Abstract

Reducing the supply voltage in today′s process technologies introduces significant reliability challenges for on-chip SRAM arrays. As a reaction, many Cache Fault-Tolerance (CFT) techniques have been developed to ensure error free and performance efficient execution in the presence of faults. A class of recent CFT techniques are based on the concept of disabling cache portions, such as (sub-)blocks or words that include defective bits, and reconfiguring operational ones (e.g., physical or logical neighbor (sub-)blocks). All those techniques require significant circuit modifications which may pose unacceptable overheads to time-sensitive L1 caches.
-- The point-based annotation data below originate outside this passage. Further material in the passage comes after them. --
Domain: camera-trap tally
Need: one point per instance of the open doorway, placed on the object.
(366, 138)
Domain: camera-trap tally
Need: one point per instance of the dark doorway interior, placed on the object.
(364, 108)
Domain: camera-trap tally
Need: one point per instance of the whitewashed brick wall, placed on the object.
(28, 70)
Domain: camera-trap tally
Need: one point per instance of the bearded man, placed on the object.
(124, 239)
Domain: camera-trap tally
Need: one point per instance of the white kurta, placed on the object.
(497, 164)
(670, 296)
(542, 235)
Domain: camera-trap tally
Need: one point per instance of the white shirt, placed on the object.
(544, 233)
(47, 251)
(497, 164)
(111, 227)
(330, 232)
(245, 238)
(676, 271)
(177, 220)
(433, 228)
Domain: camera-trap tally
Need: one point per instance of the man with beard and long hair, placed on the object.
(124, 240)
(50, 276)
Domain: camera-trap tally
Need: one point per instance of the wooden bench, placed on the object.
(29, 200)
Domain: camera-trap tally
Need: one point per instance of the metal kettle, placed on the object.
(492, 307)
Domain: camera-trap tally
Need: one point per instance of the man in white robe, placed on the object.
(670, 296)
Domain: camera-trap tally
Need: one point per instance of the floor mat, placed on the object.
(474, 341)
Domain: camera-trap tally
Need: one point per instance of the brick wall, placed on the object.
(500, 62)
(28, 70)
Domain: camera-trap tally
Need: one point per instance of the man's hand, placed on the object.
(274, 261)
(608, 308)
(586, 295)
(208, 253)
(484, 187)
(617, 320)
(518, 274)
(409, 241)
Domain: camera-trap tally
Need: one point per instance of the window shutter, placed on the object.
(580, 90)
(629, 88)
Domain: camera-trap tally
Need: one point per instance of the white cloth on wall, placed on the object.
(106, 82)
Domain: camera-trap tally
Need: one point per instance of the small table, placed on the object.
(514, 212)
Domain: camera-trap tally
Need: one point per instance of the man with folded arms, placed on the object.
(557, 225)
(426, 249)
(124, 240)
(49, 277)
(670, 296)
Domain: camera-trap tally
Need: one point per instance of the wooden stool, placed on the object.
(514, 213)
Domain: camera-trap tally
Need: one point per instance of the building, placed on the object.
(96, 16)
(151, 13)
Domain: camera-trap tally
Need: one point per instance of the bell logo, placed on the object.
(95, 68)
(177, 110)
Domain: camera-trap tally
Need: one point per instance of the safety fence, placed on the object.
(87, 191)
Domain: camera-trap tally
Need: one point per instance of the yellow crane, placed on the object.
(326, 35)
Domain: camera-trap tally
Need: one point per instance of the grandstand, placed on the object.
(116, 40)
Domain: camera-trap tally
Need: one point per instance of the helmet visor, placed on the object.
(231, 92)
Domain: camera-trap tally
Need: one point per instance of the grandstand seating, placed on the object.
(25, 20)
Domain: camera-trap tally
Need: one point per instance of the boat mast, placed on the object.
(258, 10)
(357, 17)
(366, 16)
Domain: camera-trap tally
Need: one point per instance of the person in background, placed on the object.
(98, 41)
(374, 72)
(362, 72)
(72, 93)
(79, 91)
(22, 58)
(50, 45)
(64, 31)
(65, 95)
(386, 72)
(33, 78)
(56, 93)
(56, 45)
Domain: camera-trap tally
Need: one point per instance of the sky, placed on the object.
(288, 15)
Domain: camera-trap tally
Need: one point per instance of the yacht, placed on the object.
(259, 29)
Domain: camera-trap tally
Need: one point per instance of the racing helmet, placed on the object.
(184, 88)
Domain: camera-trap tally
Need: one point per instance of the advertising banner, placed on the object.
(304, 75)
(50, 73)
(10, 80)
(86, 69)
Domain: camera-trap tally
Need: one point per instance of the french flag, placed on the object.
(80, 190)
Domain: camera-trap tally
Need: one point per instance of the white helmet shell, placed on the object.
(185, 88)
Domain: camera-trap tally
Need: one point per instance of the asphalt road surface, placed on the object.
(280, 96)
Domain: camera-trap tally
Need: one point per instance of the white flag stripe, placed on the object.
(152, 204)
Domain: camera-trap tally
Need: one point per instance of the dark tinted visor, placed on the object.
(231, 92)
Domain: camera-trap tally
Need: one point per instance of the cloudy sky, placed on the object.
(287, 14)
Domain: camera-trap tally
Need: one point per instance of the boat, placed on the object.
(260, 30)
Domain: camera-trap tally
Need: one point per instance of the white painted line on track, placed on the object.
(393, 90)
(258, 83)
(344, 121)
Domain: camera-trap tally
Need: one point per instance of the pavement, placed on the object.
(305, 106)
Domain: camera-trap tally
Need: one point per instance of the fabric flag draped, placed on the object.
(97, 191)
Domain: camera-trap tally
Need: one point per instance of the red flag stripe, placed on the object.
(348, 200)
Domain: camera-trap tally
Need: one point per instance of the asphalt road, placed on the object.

In this work we propose to deal with the cache reliability problem at a very different level. We assume that faulty caches are enhanced with the ability of disabling their defective parts at different sub-block granularities. The key idea is to leverage the spatial reuse patterns of the memory blocks (not all the data fetched into the cache is accessed) in order to mask out the additional, due-to-faults, cache misses. To this end, we propose a new class of frugal spatial predictors (with 24-bytes storage requirements) to orchestrate the replacement decisions of the fully and partially functional cache blocks. Our evaluation results reveal that the proposed approach is able to offer 32.3% on average, among all studied percentage of failures, increase in hit ratio in first level data caches (64.6% in instruction caches) over a conventional faulty cache (based on block disabling). Further, experimental results reveal the superiority of the proposed method with respect to Instructions-Per-Cycle and Energy-Delay-Product.